Government has finally decided to confront what it has been speaking about for a decade: reducing public sector wages. Mboweni announced that over the next three years government will cut the public sector wage bill by a colossal R160-billion. For the last ten years the public sector wage bill has been increasing much faster than inflation, much faster than economic growth and much faster than government’s ability to collect new revenue to pay for it. Those chickens have now come home to roost.
The 2020 allocation to Basic Education has decreased from R250,2-billion to R248,6-billion, falling R12-billion short of what was needed just to keep up with inflation. Because Basic Education is still the largest single line item in the budget and is also the largest employer in the country (with over 400,000 teachers on payroll), it provides the perfect case study of rising public sector wages and the crowding out of other essential expenditures. Over the last ten years teacher salaries have risen 45% faster than inflation, outstripping increases in budget allocations and hobbling provinces.
The two biggest consequences have been rising class sizes and the imposition of hiring freezes across provinces. The government’s own analysis shows that Learner:Teacher ratios have been consistently rising since 2010. Nationally representative independent studies (PIRLS) show that between 2011 and 2016 average class sizes at the Grade 4 level increased from 40 to 45 learners per class. For the poorest 60% of learners, who feel these increases most acutely, the increase was from 41 to 48 learners per class over the same period.

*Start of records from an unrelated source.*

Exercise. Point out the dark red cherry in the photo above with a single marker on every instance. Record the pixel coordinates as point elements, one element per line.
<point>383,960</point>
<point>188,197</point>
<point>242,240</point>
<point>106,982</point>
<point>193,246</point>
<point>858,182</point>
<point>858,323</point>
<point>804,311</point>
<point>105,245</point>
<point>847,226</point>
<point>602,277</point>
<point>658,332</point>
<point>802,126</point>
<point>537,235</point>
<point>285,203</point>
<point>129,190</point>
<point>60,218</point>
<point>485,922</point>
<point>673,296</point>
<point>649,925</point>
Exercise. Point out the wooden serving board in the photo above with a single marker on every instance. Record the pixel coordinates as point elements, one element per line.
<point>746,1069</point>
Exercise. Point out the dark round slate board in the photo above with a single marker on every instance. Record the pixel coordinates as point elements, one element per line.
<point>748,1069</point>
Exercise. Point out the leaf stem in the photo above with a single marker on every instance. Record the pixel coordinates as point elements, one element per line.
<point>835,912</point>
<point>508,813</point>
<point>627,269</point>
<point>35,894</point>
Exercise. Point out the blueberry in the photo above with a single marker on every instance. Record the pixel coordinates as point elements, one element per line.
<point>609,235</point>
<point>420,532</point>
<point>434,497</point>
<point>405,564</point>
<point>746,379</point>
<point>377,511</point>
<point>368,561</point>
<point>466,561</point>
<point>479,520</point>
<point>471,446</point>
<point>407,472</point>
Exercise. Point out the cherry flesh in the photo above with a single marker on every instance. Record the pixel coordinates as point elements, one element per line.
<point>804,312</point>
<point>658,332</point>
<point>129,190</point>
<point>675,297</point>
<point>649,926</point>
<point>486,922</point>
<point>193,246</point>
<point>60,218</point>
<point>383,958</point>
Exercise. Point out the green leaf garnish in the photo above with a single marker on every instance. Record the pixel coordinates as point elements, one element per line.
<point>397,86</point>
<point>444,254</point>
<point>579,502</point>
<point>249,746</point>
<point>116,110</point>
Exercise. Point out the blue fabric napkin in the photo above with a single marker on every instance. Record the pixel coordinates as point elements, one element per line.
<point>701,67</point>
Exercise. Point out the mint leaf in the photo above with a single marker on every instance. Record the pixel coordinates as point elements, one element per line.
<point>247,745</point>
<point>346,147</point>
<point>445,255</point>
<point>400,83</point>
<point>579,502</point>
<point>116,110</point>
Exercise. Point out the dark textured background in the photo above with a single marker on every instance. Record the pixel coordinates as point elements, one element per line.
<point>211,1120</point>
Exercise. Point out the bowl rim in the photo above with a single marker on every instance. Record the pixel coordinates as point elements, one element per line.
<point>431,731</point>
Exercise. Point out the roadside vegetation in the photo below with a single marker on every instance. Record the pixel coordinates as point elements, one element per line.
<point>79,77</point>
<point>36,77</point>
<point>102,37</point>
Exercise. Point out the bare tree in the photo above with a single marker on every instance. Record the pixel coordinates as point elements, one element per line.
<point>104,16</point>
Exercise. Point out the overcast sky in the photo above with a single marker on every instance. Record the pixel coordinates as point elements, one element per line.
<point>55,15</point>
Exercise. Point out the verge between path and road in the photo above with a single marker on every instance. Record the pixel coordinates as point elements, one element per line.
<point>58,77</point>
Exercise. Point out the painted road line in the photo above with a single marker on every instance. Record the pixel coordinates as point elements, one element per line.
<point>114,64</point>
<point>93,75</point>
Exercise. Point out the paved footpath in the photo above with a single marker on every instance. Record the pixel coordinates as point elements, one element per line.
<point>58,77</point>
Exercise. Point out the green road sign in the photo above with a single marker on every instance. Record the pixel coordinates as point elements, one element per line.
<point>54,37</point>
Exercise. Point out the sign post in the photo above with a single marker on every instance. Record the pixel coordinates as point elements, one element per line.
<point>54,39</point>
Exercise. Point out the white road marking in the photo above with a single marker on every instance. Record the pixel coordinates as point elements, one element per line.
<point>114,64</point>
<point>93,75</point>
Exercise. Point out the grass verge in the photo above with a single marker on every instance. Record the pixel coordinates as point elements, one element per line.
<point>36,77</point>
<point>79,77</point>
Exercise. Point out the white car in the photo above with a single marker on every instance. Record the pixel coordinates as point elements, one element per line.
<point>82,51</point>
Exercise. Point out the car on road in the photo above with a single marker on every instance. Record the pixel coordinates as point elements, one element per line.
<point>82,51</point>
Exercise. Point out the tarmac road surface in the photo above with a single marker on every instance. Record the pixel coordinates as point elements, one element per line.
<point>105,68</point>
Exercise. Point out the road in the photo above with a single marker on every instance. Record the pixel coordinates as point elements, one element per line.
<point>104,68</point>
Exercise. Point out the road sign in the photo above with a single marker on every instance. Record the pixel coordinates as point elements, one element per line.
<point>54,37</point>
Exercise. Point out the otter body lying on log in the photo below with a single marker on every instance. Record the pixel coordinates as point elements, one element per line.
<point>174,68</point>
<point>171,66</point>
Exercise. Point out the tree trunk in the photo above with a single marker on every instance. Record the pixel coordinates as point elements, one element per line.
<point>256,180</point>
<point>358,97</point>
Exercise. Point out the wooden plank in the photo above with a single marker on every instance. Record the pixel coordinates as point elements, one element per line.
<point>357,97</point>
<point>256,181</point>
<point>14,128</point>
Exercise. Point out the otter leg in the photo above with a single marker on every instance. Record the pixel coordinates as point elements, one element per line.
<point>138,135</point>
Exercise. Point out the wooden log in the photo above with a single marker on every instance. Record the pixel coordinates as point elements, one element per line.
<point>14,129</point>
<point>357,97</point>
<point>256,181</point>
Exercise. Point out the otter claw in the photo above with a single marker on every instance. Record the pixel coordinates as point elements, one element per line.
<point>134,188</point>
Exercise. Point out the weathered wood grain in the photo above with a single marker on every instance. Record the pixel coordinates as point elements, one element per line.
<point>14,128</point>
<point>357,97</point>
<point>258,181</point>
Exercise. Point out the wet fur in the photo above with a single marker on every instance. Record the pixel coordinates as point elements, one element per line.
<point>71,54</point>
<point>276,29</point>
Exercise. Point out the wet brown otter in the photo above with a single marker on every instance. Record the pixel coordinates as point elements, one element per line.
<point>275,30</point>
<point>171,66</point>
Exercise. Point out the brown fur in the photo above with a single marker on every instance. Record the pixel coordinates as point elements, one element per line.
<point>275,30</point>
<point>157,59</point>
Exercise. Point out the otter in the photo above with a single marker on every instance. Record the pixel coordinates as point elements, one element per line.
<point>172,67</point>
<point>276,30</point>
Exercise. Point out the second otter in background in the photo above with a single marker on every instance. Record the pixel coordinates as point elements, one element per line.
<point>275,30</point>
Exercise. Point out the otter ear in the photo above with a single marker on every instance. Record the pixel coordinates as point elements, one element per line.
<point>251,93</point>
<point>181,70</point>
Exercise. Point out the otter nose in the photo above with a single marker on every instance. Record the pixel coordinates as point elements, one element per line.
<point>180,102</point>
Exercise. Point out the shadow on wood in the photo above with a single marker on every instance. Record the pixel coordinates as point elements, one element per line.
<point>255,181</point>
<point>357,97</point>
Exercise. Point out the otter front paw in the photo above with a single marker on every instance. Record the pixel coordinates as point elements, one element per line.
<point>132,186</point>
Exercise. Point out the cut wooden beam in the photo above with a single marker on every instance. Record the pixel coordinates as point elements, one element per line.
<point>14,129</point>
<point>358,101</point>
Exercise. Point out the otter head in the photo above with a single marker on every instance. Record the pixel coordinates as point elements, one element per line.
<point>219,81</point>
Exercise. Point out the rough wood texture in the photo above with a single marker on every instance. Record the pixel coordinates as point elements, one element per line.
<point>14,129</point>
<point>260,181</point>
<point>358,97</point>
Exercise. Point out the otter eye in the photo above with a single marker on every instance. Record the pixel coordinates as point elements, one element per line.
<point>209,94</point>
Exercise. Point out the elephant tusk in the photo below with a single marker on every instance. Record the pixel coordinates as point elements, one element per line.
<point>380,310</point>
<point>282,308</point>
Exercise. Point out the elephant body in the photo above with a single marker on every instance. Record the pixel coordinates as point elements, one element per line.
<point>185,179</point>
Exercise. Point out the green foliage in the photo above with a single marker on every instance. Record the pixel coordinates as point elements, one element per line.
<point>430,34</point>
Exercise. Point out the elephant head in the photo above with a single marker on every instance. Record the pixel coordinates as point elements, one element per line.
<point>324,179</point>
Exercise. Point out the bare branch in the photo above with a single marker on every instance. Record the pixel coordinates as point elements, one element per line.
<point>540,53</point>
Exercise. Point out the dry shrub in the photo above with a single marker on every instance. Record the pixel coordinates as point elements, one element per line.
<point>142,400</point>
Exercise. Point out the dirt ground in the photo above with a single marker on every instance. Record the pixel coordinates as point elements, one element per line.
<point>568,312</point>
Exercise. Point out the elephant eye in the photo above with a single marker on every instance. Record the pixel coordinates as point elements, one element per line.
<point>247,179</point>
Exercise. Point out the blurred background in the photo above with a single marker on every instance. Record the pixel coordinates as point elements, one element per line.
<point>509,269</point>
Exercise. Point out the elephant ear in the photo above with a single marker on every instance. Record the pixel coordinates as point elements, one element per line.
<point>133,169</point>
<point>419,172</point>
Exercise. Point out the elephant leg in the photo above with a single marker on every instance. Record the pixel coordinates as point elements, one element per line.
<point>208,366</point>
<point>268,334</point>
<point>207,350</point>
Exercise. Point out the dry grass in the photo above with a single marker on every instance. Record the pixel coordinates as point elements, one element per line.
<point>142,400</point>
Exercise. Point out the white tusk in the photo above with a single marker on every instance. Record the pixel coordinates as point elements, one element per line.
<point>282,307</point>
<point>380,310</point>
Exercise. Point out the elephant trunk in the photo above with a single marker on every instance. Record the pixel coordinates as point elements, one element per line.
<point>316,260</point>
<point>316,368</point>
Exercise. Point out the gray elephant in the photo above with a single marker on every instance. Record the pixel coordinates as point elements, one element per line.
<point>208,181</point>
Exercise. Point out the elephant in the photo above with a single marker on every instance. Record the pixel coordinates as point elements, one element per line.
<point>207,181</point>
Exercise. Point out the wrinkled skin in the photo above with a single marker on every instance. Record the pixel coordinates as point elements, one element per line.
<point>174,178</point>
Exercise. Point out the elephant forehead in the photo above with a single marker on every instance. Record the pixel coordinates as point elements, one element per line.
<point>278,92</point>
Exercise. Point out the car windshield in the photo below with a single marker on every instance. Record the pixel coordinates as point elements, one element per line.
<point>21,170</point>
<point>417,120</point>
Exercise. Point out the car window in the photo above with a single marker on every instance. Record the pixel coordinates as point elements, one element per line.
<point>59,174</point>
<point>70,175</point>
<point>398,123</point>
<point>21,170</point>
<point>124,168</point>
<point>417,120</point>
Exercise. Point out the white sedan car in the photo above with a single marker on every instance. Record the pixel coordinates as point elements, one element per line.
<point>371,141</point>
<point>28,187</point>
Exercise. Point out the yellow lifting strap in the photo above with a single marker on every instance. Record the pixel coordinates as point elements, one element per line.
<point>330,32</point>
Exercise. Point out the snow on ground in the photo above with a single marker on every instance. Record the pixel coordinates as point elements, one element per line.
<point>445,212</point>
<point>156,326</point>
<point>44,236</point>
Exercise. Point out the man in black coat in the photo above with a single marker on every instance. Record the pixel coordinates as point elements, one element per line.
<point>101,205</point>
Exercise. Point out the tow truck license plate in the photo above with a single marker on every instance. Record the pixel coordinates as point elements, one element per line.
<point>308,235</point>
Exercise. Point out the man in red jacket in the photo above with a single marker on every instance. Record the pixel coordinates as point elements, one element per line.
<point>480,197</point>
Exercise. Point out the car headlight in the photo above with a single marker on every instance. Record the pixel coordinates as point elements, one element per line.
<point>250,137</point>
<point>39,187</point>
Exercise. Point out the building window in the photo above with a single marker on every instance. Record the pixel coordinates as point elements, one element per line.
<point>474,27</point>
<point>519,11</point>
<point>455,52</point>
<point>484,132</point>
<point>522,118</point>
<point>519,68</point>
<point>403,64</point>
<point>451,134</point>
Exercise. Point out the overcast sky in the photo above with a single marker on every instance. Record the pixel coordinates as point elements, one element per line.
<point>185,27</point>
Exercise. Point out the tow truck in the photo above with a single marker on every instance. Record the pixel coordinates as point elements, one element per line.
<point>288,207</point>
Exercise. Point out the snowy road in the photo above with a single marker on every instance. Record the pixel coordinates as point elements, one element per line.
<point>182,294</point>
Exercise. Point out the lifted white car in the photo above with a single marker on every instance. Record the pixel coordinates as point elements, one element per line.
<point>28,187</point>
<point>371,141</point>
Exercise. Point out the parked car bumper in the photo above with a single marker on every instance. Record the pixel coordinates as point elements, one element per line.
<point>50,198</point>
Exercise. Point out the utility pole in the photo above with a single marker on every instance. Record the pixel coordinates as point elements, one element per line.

This is the outcome of above-inflation wage increases since there is always a trade-off between head-counts (the number of teachers employed) and salaries (what you pay them). That means larger class sizes and fewer personnel when wages rise in the face of capped budgets. The way provinces hire fewer teachers and save costs is by implementing hiring freezes, which virtually all have had to resort to (see KZNDoE circular 3 of 2018). Government payroll data from 2012 and 2016 shows that there was a 16% decline in school managers employed countrywide despite there only being 2% fewer schools (school managers are more expensive than teachers). There were double digit declines in the number of principals employed in the North West (-12%), Limpopo (-13%), and the Free State (-14%). In Limpopo alone there were 2,996 principals employed on payroll, yet there are 3,867 schools in the province. That is to say 23% of schools in Limpopo have no employed principal.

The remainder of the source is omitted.